Mr Quigley reinforced that the party was not homophobic.


Original story: A LISMORE businessman and farmer has called for an investigation into the weekend's Nationals Lismore pre-selection process.

Rod Bruem was unsuccessful in pre-selection, but has appealed for the party's State Director to suspend the result pending an investigation by the party's Ethics Committee.

Mr Bruem, the first openly gay man to run for a NSW Nationals lower house seat, said he was stripped of his branch endorsement after a "sustained series of false and defamatory claims made during the preselection meeting".

He said it was a "disgusting and baseless attack" and the claims should have been ruled out of order.

"It was pretty much a dog whistling session to the homophobes," Mr Bruem said.

"I've asked the State Director to refer this to the Party's Ethics Committee for a full investigation.

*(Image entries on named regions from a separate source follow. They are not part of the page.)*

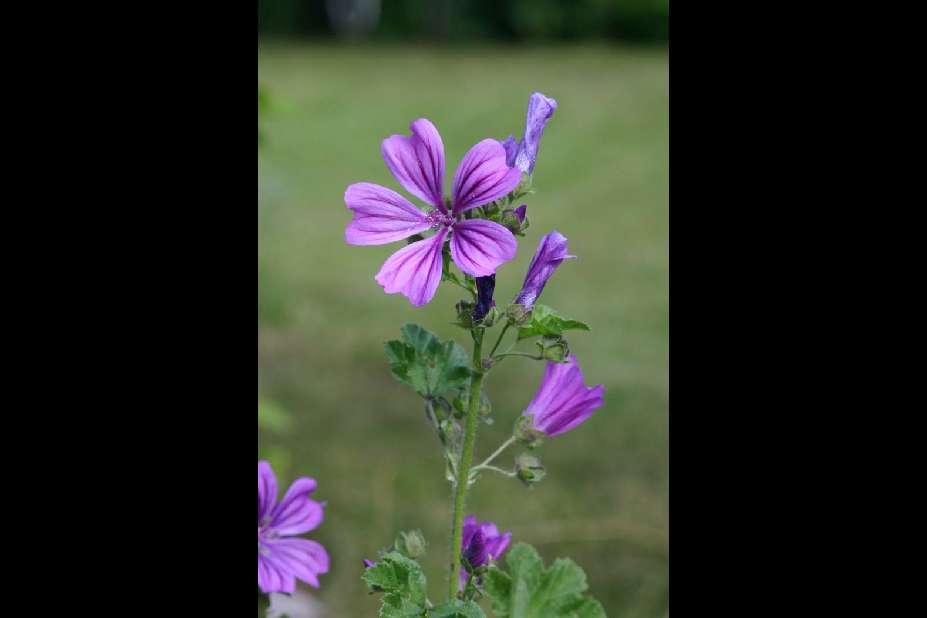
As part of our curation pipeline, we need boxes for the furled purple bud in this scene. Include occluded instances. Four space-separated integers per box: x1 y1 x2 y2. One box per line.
473 274 496 322
500 135 518 167
460 515 512 590
516 356 605 436
513 230 576 311
515 92 557 175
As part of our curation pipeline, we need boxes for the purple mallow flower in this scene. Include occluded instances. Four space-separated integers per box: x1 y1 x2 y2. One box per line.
500 92 557 175
344 118 521 306
524 355 605 436
513 230 576 311
258 461 328 594
460 515 512 589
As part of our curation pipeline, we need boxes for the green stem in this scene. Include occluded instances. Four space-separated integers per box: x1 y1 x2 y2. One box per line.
470 464 517 480
492 352 544 360
489 322 512 356
447 330 483 600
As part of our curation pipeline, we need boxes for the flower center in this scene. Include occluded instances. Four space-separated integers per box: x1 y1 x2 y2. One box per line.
425 209 457 230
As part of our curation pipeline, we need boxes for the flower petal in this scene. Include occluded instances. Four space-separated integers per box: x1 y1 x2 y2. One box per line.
451 219 518 277
258 461 277 526
380 118 447 213
267 538 329 588
453 139 521 215
525 355 605 436
376 228 448 307
344 182 431 245
269 477 324 534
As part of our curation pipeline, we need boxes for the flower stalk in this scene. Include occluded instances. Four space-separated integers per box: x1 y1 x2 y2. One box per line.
448 328 483 599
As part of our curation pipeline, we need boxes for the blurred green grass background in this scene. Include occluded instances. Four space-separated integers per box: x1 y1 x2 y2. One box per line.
258 41 669 618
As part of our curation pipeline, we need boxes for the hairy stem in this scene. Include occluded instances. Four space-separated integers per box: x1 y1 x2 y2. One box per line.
489 322 512 356
447 330 483 600
492 352 544 361
477 436 515 468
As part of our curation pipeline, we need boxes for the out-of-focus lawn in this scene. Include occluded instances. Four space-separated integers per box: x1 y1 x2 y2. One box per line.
258 43 669 618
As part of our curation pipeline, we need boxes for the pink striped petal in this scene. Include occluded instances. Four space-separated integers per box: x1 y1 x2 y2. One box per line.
344 182 431 245
380 118 447 213
452 139 521 215
269 477 324 534
451 219 518 277
376 228 447 307
258 461 277 525
267 538 329 588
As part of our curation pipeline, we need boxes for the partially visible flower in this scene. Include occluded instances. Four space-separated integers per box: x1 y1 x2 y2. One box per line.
258 461 329 594
523 355 605 436
473 275 496 322
500 92 557 176
460 515 512 590
513 230 576 311
344 118 521 306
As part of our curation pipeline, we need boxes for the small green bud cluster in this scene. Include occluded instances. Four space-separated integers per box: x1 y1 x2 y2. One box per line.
537 335 570 363
515 453 547 487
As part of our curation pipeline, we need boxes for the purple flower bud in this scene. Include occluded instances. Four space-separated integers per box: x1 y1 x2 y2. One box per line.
514 230 576 310
472 275 496 322
524 356 605 436
460 515 512 590
500 135 518 167
499 92 557 176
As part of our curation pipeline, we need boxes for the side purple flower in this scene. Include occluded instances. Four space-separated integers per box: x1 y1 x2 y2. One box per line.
344 118 521 306
258 461 329 594
513 230 576 311
460 515 512 590
524 355 605 436
500 92 557 176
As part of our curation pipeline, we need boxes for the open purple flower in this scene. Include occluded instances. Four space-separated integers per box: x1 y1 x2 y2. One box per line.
460 515 512 589
258 461 328 594
344 118 521 306
501 92 557 175
524 355 605 436
514 230 576 311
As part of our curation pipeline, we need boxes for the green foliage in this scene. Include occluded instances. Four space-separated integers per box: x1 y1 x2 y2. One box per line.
518 304 591 341
361 551 427 618
386 324 470 397
428 599 486 618
483 543 606 618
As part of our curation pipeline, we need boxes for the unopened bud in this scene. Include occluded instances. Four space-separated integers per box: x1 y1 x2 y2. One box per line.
538 337 570 363
505 303 531 326
515 453 547 486
512 414 546 448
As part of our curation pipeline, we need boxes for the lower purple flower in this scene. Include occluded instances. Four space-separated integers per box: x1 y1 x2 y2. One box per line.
524 355 605 436
460 515 512 590
258 461 329 594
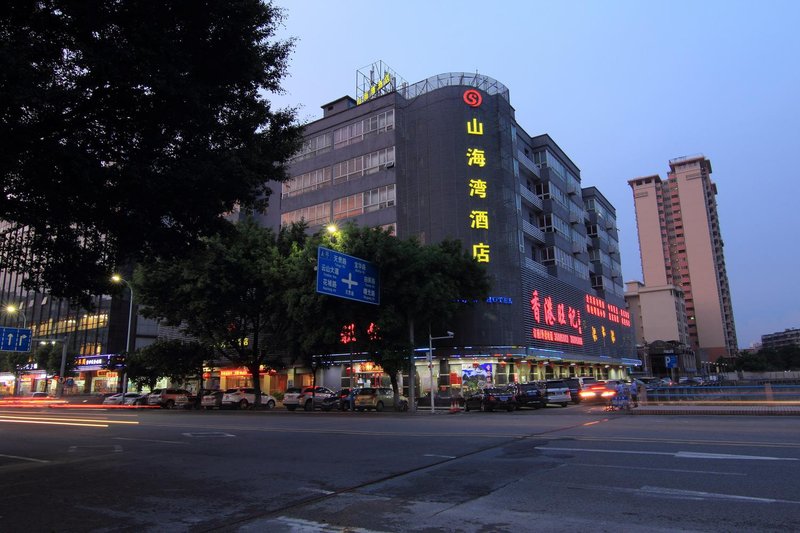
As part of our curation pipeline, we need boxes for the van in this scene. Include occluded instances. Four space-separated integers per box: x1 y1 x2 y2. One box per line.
545 379 572 407
564 376 597 403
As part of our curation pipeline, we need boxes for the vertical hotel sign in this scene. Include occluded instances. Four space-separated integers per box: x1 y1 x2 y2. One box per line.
462 89 492 263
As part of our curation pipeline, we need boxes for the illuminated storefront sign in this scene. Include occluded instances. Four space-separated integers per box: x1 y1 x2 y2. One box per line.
75 355 111 372
220 366 278 379
530 288 633 356
463 89 491 263
356 72 392 105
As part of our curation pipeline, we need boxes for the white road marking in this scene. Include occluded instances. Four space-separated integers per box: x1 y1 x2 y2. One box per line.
567 463 747 477
275 516 390 533
639 486 800 504
536 446 800 461
67 444 122 453
675 452 799 461
0 453 50 463
114 437 186 444
303 487 336 495
181 431 236 437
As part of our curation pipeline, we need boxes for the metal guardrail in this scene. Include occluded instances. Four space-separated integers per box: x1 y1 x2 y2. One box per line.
646 383 800 402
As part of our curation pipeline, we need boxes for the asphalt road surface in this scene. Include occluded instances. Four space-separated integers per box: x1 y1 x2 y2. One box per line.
0 405 800 532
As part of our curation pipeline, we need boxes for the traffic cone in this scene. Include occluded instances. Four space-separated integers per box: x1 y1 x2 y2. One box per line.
450 398 461 413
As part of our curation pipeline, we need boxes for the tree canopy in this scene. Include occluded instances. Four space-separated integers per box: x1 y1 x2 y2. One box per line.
125 339 214 389
0 0 302 302
133 218 490 398
133 218 306 403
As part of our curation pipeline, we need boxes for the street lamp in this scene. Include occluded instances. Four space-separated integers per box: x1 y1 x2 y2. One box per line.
428 326 453 414
111 274 133 394
6 304 28 329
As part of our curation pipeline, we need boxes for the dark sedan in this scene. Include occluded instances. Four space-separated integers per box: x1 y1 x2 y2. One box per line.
509 382 547 409
464 388 517 412
322 389 356 411
417 392 464 409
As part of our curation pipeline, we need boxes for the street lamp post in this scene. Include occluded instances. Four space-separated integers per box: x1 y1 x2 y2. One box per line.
6 304 28 329
56 335 69 398
111 274 133 394
428 326 453 414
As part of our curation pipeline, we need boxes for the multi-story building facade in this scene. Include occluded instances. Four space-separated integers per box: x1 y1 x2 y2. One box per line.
761 328 800 350
625 281 699 375
265 69 639 390
628 155 737 368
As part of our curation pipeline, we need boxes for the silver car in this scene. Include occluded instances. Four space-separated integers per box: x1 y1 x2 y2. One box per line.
545 379 572 407
222 387 277 409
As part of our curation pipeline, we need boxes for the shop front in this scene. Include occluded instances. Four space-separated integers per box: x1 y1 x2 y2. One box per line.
216 367 287 395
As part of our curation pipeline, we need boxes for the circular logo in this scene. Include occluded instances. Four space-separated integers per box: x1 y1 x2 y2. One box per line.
464 89 483 107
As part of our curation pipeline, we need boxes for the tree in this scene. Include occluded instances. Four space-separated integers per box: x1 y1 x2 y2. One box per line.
286 224 491 408
125 339 213 396
34 342 75 387
0 0 302 304
133 214 306 406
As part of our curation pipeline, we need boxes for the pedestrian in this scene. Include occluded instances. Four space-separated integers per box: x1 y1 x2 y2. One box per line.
630 379 639 407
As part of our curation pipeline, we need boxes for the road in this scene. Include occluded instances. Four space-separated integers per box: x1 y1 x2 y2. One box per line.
0 405 800 533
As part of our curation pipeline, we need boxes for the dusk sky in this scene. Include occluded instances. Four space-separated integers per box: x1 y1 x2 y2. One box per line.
270 0 800 348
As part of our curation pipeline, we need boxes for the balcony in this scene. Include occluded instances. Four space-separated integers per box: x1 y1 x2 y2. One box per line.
517 150 541 178
522 220 545 244
519 187 544 211
524 257 548 274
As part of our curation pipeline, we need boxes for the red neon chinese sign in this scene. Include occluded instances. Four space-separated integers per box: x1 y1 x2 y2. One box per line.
531 290 583 346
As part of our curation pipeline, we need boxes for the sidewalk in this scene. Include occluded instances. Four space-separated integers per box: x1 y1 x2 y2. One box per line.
630 402 800 416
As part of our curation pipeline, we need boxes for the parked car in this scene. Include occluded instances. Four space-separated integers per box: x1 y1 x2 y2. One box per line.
634 377 662 389
464 387 517 412
200 390 225 410
124 392 148 405
509 382 547 409
581 381 617 403
222 387 278 409
320 389 352 411
545 379 572 407
283 387 336 411
417 392 464 409
564 377 597 403
353 387 408 411
147 389 190 409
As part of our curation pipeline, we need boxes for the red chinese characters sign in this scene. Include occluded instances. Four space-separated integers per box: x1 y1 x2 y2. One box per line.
531 290 583 346
530 289 631 351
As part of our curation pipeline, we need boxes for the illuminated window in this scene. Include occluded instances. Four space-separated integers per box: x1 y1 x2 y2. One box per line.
281 202 331 226
333 184 395 220
291 133 333 162
281 167 332 198
333 146 394 184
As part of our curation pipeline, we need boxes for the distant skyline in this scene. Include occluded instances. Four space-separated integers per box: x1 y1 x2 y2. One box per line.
269 0 800 348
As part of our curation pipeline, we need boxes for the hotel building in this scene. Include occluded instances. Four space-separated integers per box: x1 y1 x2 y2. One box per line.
264 63 639 391
628 155 737 369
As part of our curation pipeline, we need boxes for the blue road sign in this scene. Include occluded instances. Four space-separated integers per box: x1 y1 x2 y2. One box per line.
317 246 381 305
0 328 33 352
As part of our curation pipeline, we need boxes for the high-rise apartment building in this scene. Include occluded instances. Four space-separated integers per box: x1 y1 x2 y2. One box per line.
265 63 639 390
761 328 800 350
628 155 737 367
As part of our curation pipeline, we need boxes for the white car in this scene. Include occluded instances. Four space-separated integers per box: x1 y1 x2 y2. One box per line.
546 379 572 407
283 387 336 411
103 392 142 405
222 387 278 409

"My decision to seek this appeal follows a series of calls from party members who've told me they were appalled by what happened and saying it should have been addressed more appropriately on the day.

"I believe the circumstances need to be investigated to uphold the party's good reputation for acting in a fair and honourable way.

"My backgrounds and credentials were fully investigated by the party along with all six other candidates before any of us could proceed to yesterday's meeting.

"None of the other candidates faced questions like I did.

"I am absolutely proud of my record in business, politics, and the community.

"I'm not prepared to have my reputation dragged through the mud by people who are supposed to be party colleagues.

"The fact I was subjected to some sort of 'trial by accusation' session in what should have been a Q&A on policy was completely inappropriate.

"The National Party has a bleak future if it allows this sort of homophobic abuse and bad behaviour to stand."

The Northern Star will be seeking comment from the Nationals on this matter.